Implement risk management
|Throughout the AI tool’s lifecycle, the development team should analyse potential risks, assess each risk’s likelihood, effects and risk-benefit balance, define risk mitigation measures, monitor the risks and mitigations continuously, and maintain a risk management file. The risks may include those explicitly covered by the FUTURE-AI guiding principles (e.g. bias, harm), but also application-specific risks. Other risks to consider include human factors that may lead to misuse of the AI tool (e.g. not following the instructions, receiving insufficient training), application of the AI tool to individuals who are not within the target population, use of the tool by others than the target end-users (e.g. technician instead of physician), hardware failure, incorrect data annotations or input values, and adversarial attacks. Mitigation measures may include warnings to the users, system shutdown, re-processing of the input data, the acquisition of new input data, or the use of an alternative procedure or human judgement only.
|To increase transparency, traceability, and accountability, adequate documentation should be created and maintained for the AI tool, which may include (i) an AI information leaflet to inform citizens and healthcare professionals about the tool’s intended use, risks (e.g. biases) and instructions for use; (ii) a technical documentto inform AI developers, health organisations and regulators about the AI model’s properties (e.g. hyperparameters), training and testing data, evaluation criteria and results, biases and other limitations, and periodic audits and updates; (iii) a publication based on existing AI reporting standards, and (iv) a risk management file (see Traceability 1).
Implement continuous quality control
|The AI tool should be developed and deployed with mechanisms for continuous monitoring and quality control of the AI inputs and outputs, such as to identify missing or out-of-range input variables, inconsistent data formats or units, incorrect annotations or data pre-processing, and erroneous or implausible AI outputs. For quality control of the AI decisions, uncertainty estimates should be provided (and calibrated) to inform the end-users on the degree of confidence in the results. Finally, when necessary, model updates should be applied to address any identified limitations and enhance the AI models over time.
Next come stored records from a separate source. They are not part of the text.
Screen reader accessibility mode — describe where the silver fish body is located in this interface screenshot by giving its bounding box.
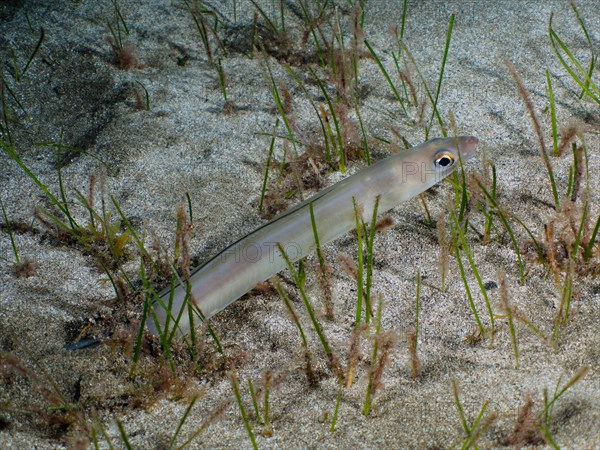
[147,136,478,334]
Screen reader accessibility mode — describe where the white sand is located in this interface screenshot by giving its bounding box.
[0,0,600,448]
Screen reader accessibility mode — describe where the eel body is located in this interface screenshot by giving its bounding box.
[147,136,478,334]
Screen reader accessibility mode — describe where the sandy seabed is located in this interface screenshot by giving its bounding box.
[0,0,600,449]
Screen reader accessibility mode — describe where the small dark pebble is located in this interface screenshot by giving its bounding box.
[63,338,100,351]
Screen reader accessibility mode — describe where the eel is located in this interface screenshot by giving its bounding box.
[146,136,478,335]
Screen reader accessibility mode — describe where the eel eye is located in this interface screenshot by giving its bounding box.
[435,152,454,168]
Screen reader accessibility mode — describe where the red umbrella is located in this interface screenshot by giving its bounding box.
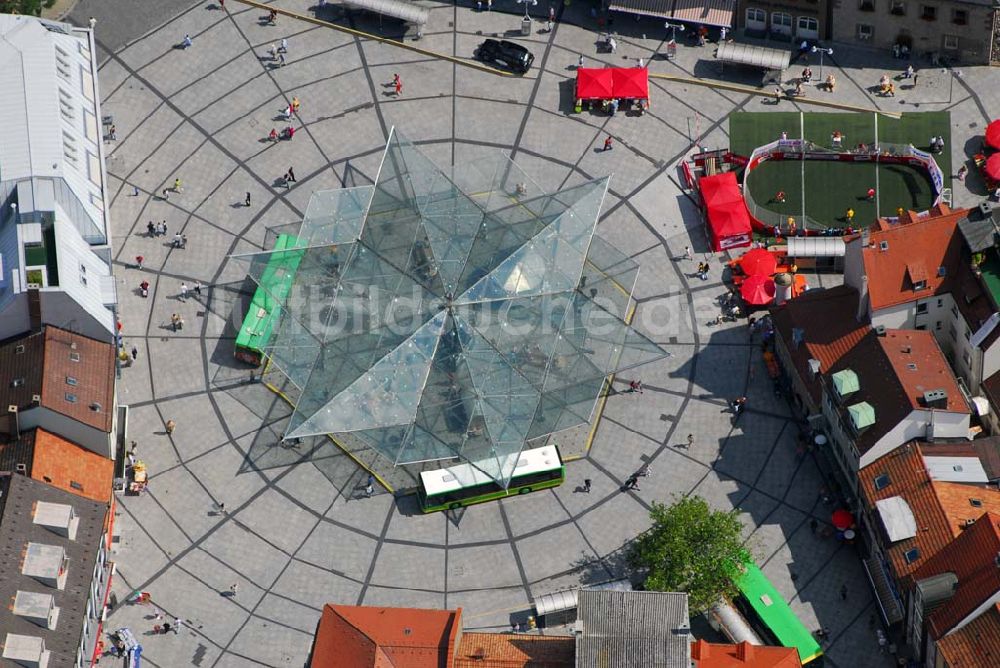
[740,274,774,306]
[986,119,1000,148]
[983,153,1000,181]
[740,248,778,276]
[830,508,854,531]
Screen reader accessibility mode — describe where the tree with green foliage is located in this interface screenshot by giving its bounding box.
[629,496,753,616]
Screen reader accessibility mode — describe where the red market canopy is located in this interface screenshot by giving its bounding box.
[698,172,752,251]
[611,67,649,100]
[985,119,1000,149]
[576,67,615,100]
[740,248,778,276]
[740,275,775,306]
[830,508,854,531]
[983,153,1000,181]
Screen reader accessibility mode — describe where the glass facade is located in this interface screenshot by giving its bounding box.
[233,131,666,486]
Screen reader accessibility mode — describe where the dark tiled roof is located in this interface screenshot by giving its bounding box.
[938,604,1000,668]
[576,589,691,668]
[913,512,1000,638]
[0,325,115,433]
[0,475,108,668]
[771,285,870,405]
[454,632,576,668]
[826,330,970,455]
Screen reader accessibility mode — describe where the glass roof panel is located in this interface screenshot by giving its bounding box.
[233,131,666,486]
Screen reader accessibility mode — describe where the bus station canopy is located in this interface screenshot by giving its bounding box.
[715,42,792,70]
[230,130,667,487]
[608,0,736,28]
[345,0,430,26]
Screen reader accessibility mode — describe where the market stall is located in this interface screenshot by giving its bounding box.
[698,172,752,252]
[575,67,649,114]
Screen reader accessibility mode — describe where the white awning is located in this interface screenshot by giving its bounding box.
[787,237,847,257]
[875,496,917,543]
[715,42,792,72]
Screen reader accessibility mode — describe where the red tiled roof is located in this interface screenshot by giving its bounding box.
[826,330,970,455]
[771,285,870,405]
[691,640,802,668]
[310,604,462,668]
[0,325,115,433]
[858,441,957,579]
[912,512,1000,639]
[455,633,576,668]
[937,604,1000,668]
[31,429,115,503]
[849,204,968,311]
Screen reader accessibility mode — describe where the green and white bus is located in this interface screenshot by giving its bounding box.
[733,563,823,668]
[419,445,566,513]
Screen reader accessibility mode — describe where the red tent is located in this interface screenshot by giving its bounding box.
[740,248,778,276]
[704,172,751,251]
[576,67,615,100]
[611,67,649,100]
[986,119,1000,149]
[983,153,1000,181]
[740,274,775,306]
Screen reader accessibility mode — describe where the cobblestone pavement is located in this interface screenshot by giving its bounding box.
[95,0,1000,666]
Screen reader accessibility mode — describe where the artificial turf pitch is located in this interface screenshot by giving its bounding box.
[729,112,951,227]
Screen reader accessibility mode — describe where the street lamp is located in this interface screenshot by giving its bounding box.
[663,21,684,42]
[813,46,833,79]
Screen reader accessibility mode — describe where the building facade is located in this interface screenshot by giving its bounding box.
[0,15,117,341]
[735,0,833,42]
[832,0,1000,66]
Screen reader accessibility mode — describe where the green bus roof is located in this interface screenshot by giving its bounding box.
[736,563,823,665]
[236,234,305,352]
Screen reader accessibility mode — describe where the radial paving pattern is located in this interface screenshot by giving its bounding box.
[92,0,988,667]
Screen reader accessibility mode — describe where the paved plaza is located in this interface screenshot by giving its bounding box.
[88,0,1000,667]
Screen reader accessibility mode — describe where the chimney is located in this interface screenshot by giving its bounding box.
[28,288,42,332]
[736,640,754,663]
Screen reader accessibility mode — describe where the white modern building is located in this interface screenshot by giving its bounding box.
[0,15,116,341]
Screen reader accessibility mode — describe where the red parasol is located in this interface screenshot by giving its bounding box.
[740,275,774,306]
[983,153,1000,181]
[740,248,778,276]
[985,119,1000,148]
[830,508,854,531]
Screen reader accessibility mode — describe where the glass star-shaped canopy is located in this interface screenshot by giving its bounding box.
[234,130,667,487]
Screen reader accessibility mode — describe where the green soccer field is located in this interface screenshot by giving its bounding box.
[729,112,951,227]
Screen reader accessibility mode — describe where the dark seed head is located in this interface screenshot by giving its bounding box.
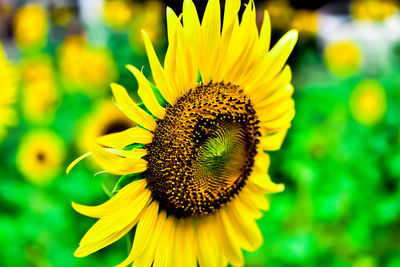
[144,83,260,218]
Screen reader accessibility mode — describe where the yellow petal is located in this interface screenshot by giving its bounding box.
[142,30,177,105]
[96,127,153,149]
[74,218,136,257]
[226,203,263,251]
[132,210,166,267]
[259,129,288,151]
[237,193,263,219]
[199,0,221,83]
[111,83,157,131]
[247,171,285,194]
[172,218,197,267]
[245,30,298,90]
[182,0,200,62]
[116,201,158,267]
[75,190,151,257]
[153,216,176,267]
[259,10,271,56]
[72,179,147,218]
[92,144,147,175]
[252,65,293,105]
[126,65,165,119]
[165,8,198,95]
[196,217,223,267]
[213,212,244,266]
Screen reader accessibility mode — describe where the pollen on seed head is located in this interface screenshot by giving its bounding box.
[144,82,260,218]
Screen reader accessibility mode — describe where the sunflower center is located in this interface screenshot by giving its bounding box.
[144,83,260,218]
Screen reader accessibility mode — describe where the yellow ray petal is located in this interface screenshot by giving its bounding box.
[234,194,262,219]
[92,144,147,175]
[142,30,177,105]
[182,0,200,63]
[195,217,223,267]
[225,200,263,251]
[241,186,269,210]
[258,129,288,151]
[213,212,244,266]
[247,171,285,194]
[111,83,157,131]
[79,190,151,246]
[252,65,293,105]
[165,8,198,95]
[238,190,263,219]
[96,127,153,149]
[126,65,165,119]
[259,10,271,56]
[245,30,298,90]
[171,218,197,267]
[74,221,136,257]
[132,210,166,267]
[116,201,158,267]
[72,179,147,218]
[153,216,176,267]
[199,0,221,83]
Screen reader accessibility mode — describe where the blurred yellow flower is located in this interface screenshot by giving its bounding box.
[21,56,61,124]
[59,36,117,95]
[16,129,65,185]
[76,100,136,157]
[350,80,387,126]
[350,0,399,21]
[129,1,165,53]
[103,0,136,29]
[324,41,362,78]
[0,43,17,142]
[13,3,48,48]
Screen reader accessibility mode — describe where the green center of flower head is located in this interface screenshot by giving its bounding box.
[144,83,260,218]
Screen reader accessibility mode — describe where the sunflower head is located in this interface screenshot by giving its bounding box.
[0,42,18,143]
[324,41,362,78]
[350,80,387,126]
[67,0,297,266]
[21,55,61,124]
[14,3,48,49]
[58,35,117,95]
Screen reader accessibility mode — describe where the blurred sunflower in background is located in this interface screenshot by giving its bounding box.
[324,40,363,78]
[67,0,297,266]
[14,3,48,49]
[16,129,66,185]
[349,79,387,126]
[21,55,61,124]
[0,43,17,143]
[58,35,117,96]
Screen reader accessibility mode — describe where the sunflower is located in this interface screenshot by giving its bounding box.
[13,3,48,49]
[57,35,118,95]
[67,0,297,266]
[16,129,65,185]
[21,55,61,124]
[324,40,363,78]
[0,43,17,142]
[76,100,136,166]
[349,79,387,126]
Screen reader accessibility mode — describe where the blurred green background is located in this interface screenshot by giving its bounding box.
[0,0,400,267]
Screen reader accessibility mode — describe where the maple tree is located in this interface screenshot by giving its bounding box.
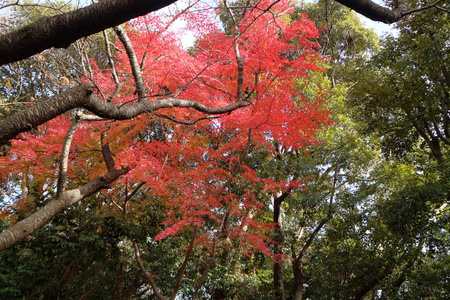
[0,1,328,297]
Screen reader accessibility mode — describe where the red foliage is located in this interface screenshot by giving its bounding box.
[0,1,328,259]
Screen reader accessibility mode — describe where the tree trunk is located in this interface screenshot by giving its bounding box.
[0,168,129,251]
[273,193,286,300]
[292,259,306,300]
[0,0,176,65]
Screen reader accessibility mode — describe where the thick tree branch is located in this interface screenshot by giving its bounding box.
[0,0,176,65]
[0,168,129,251]
[0,84,250,150]
[336,0,416,24]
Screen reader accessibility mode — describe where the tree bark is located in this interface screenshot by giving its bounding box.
[292,257,306,300]
[273,193,289,300]
[0,84,250,150]
[0,168,129,251]
[0,0,176,65]
[336,0,407,24]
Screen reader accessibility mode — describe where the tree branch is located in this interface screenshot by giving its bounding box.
[0,84,250,151]
[114,26,147,101]
[0,164,129,251]
[0,0,176,65]
[133,242,170,300]
[56,117,80,198]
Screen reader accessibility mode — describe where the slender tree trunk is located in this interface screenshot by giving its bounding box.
[273,193,286,300]
[292,259,306,300]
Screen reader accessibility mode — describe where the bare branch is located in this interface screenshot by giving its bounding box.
[114,26,147,101]
[56,117,80,198]
[0,0,176,65]
[155,113,220,125]
[0,84,250,149]
[133,242,166,300]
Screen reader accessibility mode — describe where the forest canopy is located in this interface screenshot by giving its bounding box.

Implement periodic auditing
|The AI tool should be developed and deployed with a configurable system for periodic auditing, which should define site-specific datasets and timelines for periodic evaluations (e.g. every year). The periodic auditing should enable the identification of data or concept drifts, newly occurring biases, performance degradation or changes in the decision making of the end-users. Accordingly, necessary updates to the AI models or AI tools should be applied.
Implement AI logging
|To increase traceability and accountability, an AI logging system should be implemented to trace the user’s main actions in a privacy-preserving manner, specify the data that is accessed and used, record the AI predictions and clinical decisions, and log any encountered issues. Time-series statistics and visualisations should be used to inspect the usage of the AI tool over time.
Implement human oversight
|Given the high-stake nature of medical AI, human oversight is essential and increasingly required by policy makers and regulators. Human-AI interfaces and human-in-the-loop mechanisms should be designed and implemented to perform specific quality checks (e.g. to flag biases, errors or implausible explanations), and to overrule the AI decisions when necessary. Furthermore, governance of the AI tool in the health organisation should be specified, including roles and responsibilities for performing risk management, periodic auditing, human oversight, and AI tool maintenance.